Antidepressant use nearly doubles the risk of hip fracture among elderly community-dwelling patients with Alzheimer’s patients, according to a recent study by the University of Eastern Finland. Hip fractures are often associated with reduced bone mineral density and an increased risk of falls. Antidepressants appear to influence both of these factors.
Researchers analyzed study data from the register-based MEDALZ cohort. This database included all community-dwelling patients diagnosed with Alzheimer’s in Finland between 2005 and 2011. For each patient with Alzheimer’s, the study included two age and sex-matched controls without the disease. The mean age of study participants was 80 years old.
The study showed that antidepressant use was associated with two times the risk of hip fracture among controls. However, more fractures were seen among Alzheimer’s patients overall. This risk was still present even after researchers adjusted results to account for osteoporosis, socioeconomic status, history of psychiatric illness, medications that increase the risk of falls, and chronic diseases that increase the risk of falls or fractures.
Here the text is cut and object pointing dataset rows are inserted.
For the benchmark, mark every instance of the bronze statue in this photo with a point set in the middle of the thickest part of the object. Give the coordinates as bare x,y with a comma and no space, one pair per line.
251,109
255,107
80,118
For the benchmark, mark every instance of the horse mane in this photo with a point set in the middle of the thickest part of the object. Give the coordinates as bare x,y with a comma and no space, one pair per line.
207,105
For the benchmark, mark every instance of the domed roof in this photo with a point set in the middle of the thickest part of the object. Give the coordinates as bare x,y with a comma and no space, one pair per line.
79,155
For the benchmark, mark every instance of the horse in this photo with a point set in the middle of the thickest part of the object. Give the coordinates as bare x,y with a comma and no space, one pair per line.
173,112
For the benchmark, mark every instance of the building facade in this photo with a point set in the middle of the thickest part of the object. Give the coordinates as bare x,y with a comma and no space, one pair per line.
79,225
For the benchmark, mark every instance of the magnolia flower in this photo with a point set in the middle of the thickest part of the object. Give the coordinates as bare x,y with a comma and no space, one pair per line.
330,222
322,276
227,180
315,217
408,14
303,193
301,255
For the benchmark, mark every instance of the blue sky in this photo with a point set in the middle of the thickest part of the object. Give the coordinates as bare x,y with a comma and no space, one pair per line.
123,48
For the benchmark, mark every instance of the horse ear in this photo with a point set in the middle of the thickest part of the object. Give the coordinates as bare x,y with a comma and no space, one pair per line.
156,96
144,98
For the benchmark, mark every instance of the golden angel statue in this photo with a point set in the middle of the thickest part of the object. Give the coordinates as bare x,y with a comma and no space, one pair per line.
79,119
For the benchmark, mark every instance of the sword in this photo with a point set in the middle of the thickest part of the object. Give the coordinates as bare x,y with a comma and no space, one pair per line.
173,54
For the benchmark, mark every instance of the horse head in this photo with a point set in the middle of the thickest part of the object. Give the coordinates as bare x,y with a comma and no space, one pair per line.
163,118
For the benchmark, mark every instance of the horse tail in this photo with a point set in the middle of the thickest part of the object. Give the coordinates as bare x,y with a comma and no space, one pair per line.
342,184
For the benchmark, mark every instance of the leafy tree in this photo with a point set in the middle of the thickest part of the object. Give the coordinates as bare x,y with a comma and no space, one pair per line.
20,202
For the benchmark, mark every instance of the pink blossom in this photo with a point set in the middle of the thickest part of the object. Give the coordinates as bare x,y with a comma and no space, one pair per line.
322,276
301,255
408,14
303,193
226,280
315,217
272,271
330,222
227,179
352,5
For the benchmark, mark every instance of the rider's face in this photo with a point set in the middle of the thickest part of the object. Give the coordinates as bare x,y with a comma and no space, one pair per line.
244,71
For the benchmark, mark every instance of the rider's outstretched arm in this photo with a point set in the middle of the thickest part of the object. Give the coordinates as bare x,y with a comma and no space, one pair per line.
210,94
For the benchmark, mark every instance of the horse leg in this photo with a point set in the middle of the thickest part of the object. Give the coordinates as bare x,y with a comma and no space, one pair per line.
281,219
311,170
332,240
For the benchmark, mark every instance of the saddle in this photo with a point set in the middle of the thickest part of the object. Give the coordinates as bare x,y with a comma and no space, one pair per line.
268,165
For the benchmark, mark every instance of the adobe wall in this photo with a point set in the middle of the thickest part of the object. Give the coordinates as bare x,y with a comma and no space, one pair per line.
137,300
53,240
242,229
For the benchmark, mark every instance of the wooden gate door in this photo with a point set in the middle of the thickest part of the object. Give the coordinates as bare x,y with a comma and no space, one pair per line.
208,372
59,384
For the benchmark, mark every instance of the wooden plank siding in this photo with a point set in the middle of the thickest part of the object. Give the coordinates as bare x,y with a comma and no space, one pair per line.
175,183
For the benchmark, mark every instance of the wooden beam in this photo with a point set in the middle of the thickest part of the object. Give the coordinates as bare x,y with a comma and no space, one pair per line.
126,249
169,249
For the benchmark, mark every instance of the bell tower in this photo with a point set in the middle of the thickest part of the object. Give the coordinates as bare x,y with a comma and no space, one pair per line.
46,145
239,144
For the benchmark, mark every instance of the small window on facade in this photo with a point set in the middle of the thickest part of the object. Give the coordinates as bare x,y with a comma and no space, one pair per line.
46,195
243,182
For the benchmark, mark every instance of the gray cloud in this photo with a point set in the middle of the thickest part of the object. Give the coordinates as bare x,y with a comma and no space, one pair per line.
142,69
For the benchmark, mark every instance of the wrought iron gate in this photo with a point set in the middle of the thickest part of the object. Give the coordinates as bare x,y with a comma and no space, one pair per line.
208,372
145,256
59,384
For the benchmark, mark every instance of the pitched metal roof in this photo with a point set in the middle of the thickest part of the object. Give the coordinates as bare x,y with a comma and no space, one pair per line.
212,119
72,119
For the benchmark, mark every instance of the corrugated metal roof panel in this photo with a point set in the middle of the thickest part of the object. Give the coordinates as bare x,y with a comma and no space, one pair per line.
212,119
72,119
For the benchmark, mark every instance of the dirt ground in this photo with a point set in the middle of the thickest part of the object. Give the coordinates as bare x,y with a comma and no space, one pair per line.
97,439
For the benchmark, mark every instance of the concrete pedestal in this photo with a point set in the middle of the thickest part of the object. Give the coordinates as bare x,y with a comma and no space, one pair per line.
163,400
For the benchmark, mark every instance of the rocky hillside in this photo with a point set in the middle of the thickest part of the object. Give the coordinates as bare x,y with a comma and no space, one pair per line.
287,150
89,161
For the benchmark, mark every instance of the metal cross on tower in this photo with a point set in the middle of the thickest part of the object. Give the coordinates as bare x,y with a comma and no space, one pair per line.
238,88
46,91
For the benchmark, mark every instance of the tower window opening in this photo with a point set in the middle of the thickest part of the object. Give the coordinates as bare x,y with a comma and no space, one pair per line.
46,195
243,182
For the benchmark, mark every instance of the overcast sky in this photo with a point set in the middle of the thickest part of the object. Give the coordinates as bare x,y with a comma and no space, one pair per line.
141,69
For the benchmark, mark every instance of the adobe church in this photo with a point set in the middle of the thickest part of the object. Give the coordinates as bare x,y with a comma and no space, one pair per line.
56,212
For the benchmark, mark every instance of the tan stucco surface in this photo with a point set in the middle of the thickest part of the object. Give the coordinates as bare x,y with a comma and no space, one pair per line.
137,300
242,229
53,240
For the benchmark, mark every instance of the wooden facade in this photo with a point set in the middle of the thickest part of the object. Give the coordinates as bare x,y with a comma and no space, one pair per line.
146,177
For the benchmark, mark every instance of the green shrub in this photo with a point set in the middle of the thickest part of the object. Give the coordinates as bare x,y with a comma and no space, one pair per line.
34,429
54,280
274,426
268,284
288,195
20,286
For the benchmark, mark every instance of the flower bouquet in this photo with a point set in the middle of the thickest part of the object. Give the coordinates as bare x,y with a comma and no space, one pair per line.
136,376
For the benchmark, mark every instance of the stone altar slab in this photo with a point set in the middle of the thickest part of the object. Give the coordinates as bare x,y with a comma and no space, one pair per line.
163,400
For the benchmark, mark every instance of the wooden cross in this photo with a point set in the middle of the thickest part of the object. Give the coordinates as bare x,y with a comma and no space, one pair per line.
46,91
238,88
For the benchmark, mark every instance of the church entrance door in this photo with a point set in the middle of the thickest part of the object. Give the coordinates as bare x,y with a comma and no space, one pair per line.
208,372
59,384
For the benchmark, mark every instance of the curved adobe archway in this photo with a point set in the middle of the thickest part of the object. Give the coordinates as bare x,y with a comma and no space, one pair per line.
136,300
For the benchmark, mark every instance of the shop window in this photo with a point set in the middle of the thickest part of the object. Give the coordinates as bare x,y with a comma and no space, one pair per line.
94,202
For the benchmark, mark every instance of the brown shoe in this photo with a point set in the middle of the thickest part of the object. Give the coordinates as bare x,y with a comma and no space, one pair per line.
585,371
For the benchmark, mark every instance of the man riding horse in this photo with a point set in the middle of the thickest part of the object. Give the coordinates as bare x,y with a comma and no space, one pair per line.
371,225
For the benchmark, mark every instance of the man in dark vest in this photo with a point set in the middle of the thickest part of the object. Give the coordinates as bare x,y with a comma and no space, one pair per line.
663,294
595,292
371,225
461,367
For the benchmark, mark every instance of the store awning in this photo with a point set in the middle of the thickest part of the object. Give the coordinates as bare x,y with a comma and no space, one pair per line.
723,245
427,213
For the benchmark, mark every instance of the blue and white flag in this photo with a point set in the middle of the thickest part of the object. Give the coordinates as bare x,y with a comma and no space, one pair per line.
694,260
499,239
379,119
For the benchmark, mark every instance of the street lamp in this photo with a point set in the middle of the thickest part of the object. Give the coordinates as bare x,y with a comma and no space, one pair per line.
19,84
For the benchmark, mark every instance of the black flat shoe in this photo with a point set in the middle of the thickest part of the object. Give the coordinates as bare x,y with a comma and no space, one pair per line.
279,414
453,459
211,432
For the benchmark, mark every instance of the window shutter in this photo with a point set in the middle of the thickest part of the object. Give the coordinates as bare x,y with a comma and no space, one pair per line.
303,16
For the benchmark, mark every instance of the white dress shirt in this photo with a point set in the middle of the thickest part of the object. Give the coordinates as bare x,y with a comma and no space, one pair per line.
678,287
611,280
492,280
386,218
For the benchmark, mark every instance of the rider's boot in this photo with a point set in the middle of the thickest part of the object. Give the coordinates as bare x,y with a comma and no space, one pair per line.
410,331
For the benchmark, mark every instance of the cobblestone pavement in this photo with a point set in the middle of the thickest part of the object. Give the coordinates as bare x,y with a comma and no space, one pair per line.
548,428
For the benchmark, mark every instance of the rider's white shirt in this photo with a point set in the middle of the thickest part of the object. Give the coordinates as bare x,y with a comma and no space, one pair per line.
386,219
This increased risk was seen among all major antidepressant groups, including serotonin reuptake inhibitors (SSRIs), mirtazapine and selective noradrenaline reuptake inhibitors (SNRIs). These medications are often used to treat the psychological and behavioral symptoms of dementia, which include anxiety, agitation, depression, and insomnia. Researchers believe that the increased risk of falls and fractures may be linked to antidepressant side effects, which include confusion, sedation, low blood sodium levels, decreased blood pressure after standing, and arrhythmia.
Researchers recommend that community-dwelling patients who use antidepressants be regularly monitored to determine medication necessity. In addition, caretakers should be increasingly aware of factors which may contribute to falls and subsequent fractures (Source: Medical News Today).